J'ai toujours été fasciné par l'énigme de l'évolution des langues vivantes. En particulier, je m'intéresse à l'origine de français. On dit souvent: le roman (ancêtre du vieux français) provient du latin vulgaire. L'auteur de ce livre montre que cette affirmation est un raccourci discutable. le latin parlé "cultivé" (c'est-à-dire non "vulgaire"), présentait lui-même plusieurs niveaux; la différence entre ces deux types de latin est donc moins évidente qu'on ne le suppose souvent.
Michel Banniard pointe aussi que, dans les textes de l'époque classique, on découvre parfois l'emploi de certains prépositions a priori inutiles (les substantifs se déclinaient et l'usage du cas ad hoc suffisait). Ces pratiques, d'abord exceptionnelles, se sont par la suite généralisées et font partie intégrante de notre langue actuelle. Un autre exemple: l'usage de démonstratifs latins "forts" (c. à. d. emphatiques) comme « ille », d'abord rares, s'est généralisé et le sens s'est affaibli au fil des siècles, donnant finalement naissance à notre article défini « le ». Même remarque au sujet de l 'ultra-simplification des déclinaisons latines qui, dans la langue romane, vont se réduire au "cas sujet" et au "cas régime". Ce sont de simples exemples, mais ils conduisent à considérer que, très tôt, "le ver était dans le fruit": les particularités de notre langue proviennent de l'emploi (abusif) de formes existant déjà dans le latin écrit "cultivé".

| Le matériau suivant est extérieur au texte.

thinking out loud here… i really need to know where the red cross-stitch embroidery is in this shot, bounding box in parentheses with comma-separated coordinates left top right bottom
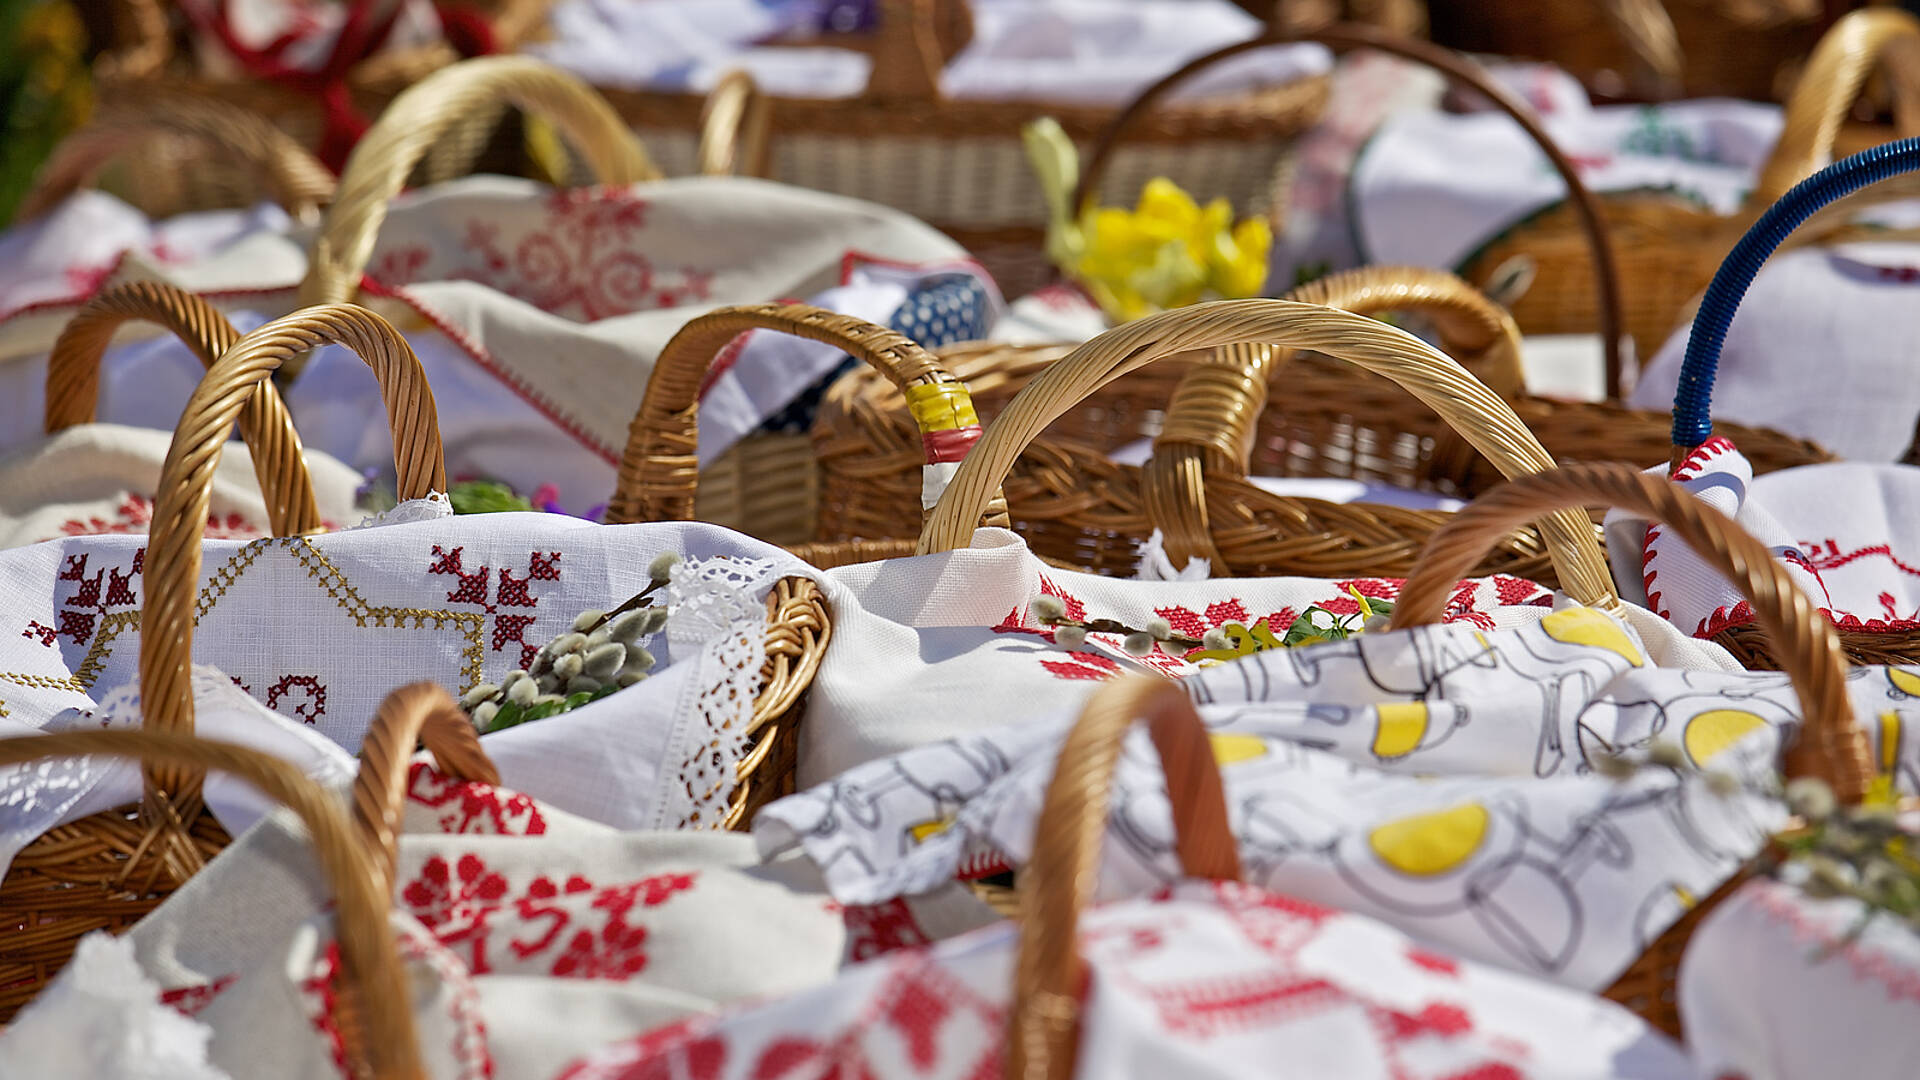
(57, 493, 261, 540)
(407, 762, 548, 836)
(266, 674, 327, 724)
(843, 897, 934, 963)
(23, 549, 144, 648)
(429, 546, 562, 667)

Ceci étant noté, je dois reconnaitre que ce court ouvrage dépasse largement mes compétences. Il est beaucoup plus précis et complet que les livres de vulgarisation d'
Henriette Walter, qui m'avaient passionné mais qui n'entrent dans aucun détail.
Michel Banniard a beau donner des définitions aux mots précis qu'il utilise, ça passe mal (pour moi, du moins !). Il étudie très sérieusement l'évolution de la langue - ce qui, pour le profane, est assez fastidieux. Malgré cette difficulté (pour moi), je ne regrette pas ma lecture. J'ai glané quelques conceptions stimulantes.